Keep stoking growth. Don’t get scared now
It is time we stop vacillating over our so-called growth at home strategies and make up our minds whether we want growth or a nice cosy economy that still fails to deliver the goods for the hundreds of thousands of people in need.
Perhaps we can learn something from commercial banks where the conventional wisdom is that it is easier to turn a loss-making entity into a profitable one than to fund a start-up operation that must still fight for its market share.
When our policymakers and our regulators look critically at the statistical results of our stated intention to grow the economy at more than 5% per year, they agonise over inflation, indebtedness, credit growth and what not.
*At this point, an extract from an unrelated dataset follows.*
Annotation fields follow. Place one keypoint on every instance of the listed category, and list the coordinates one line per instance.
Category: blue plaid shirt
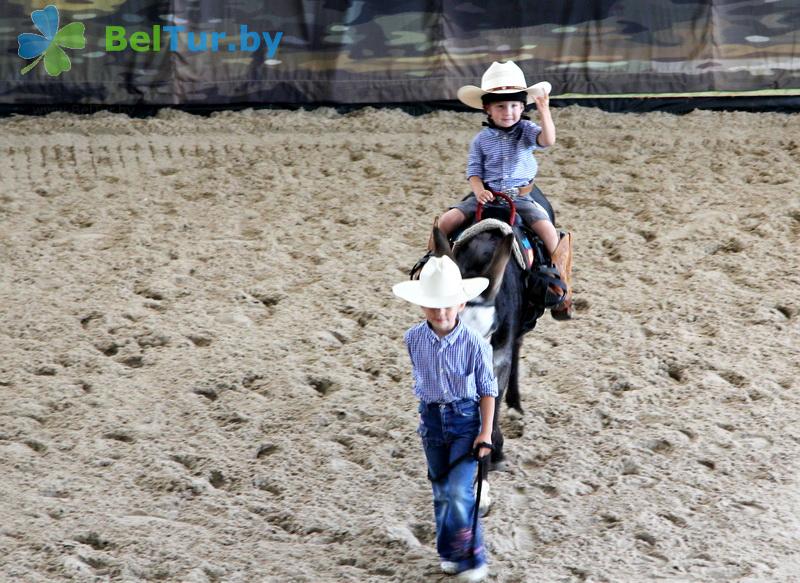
(458, 366)
(505, 159)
In the meantime, they do not realise that all these ails are a natural concomitant of aggressively growing economic output.
I would rather they cry over our decreasing competitiveness, our mentality of entitlement, and, in economic terms, our steadily deteriorating Term of Trade.
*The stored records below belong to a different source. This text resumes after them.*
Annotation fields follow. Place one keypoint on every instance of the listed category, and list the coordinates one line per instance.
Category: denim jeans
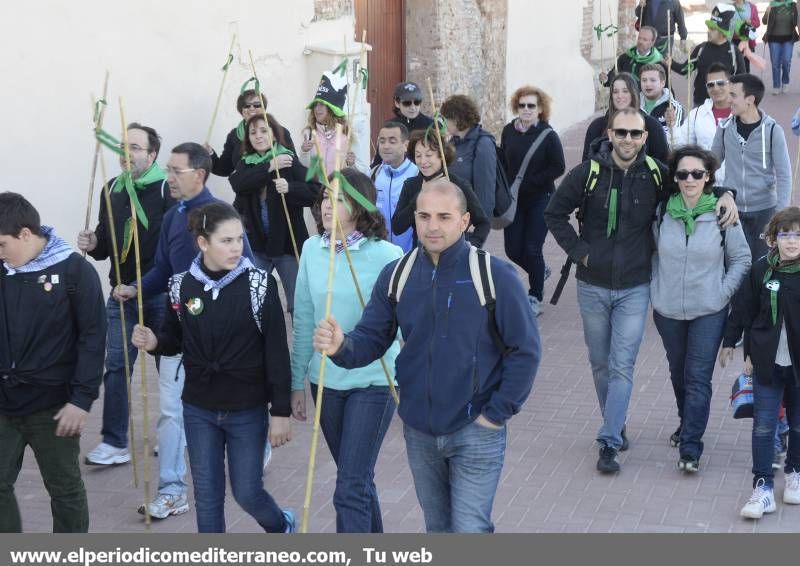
(524, 240)
(456, 476)
(57, 457)
(766, 401)
(780, 55)
(115, 389)
(753, 224)
(286, 266)
(613, 326)
(354, 422)
(692, 347)
(171, 436)
(242, 434)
In the debate over growth and risk, pundits for the first maintain we must push as much capital into the economy as it perceptibly can absorb, and then some. The risk averse group whines over this attitude saying our efforts only contribute to financial instability over the longer term. The unfortunate thing is, I agree with both, but I realise one has to make up one’s mind, and decide which track to follow.
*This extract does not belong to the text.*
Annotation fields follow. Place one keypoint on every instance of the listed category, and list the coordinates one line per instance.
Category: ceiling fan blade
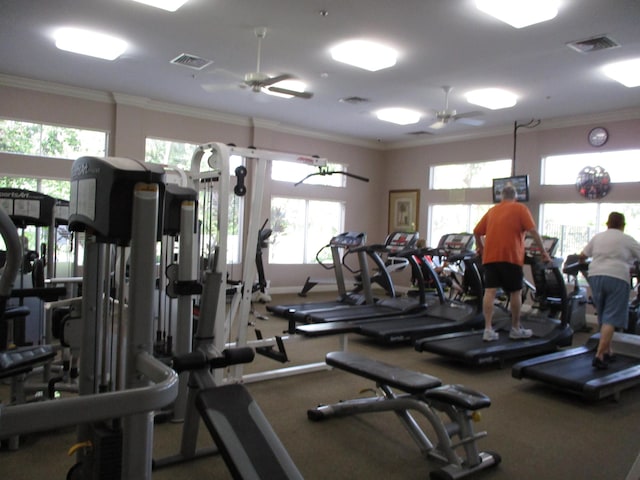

When the government announced an additional N$18 billion economic stimulus, spread over three years, I did not hear many voices complaining. When a partial result of that stimulus was the noticeable increase in inflation, coupled with private credit that threatened to explode, caution became the new domain of the scared. Still, the economy kept growing at a tempo I can only describe as extreme.
Despite what official statistics say, my own calculations say that we have shown nominal growth in excess of 13% since 2011 when the so-called TIPEEG targeted investment programme was announced. If I revisit the projections for the Medium Term Expenditure Framework in this year’s Fiscal Policy Framework, I find confirmation for my view that it is official policy to maintain nominal growth above 12%. In reality I believe that this year and next, it may actually be in the order of 17%.
In February the finance minister told us Gross Fixed Capital Formation was (then) estimated to have grown by 17.3% in 2013, projected to shoot up to 25.3% this year, before receding somewhat as some of the infrastructure projects neared completion. Now, I believe that was a rather conservative take, and that we shall see growth in Fixed Capital of at least 25% for another two, possibly three years.
I think few realise what an economic tsunami is flooding over Namibia. We look at the many impressive statistics but fail to grasp their significance, and more importantly, we fail to see the bigger picture where the interdependency of all these loose statistics, start to draw the outlines of an economy that is growing at break-neck speed.
Surely the most uninformed politician must realise there has to be some connection between all these macro-economic forecasts and statistics that are so glibly offered by experts we assume know what they are talking about.
There has to be some sort of relationship between Gross Fixed Capital Formation and nominal growth. Furthermore, the underlying driver of much of this growth is credit, and investment. I realise there is a raging debate in economic circles in an effort to try and define the two, but I do not want to go into a technical analysis here. Suffice to say, whether capital enters the economy for investment purposes or for consumption, it becomes irrelevant when one considers that investment will drive consumption, and eventually, more consumption will drive further future investment.
This see-saw does not concern me. What bothers me, is the inability to realise that strong nominal growth requires strong credit extension, and that inflationary pressures are sure to arise when liquidity is amplified. I would dare to say, one must not be too concerned over this. There are many other aspects of the economy that also contribute to inflation. Credit growth is not something to fear. We have seen much higher monthly credit growth figures in the past.
Indebtedness is also not such a horrible thing. With inflation going nicely, indebtedness tends to come under control by itself. In any case, the Bank of Namibia’s own figures indicate the average household has been in much deeper debt some years back.
When some analysts, and in particular our regulators, try to put brakes on economic growth, I cringe. It is easier (and cheaper) to salvage a wayward economy when there is strong growth, despite the instability risks, than what it takes to make it grow with new stimulus.
That is why I said, go find wisdom at the banks.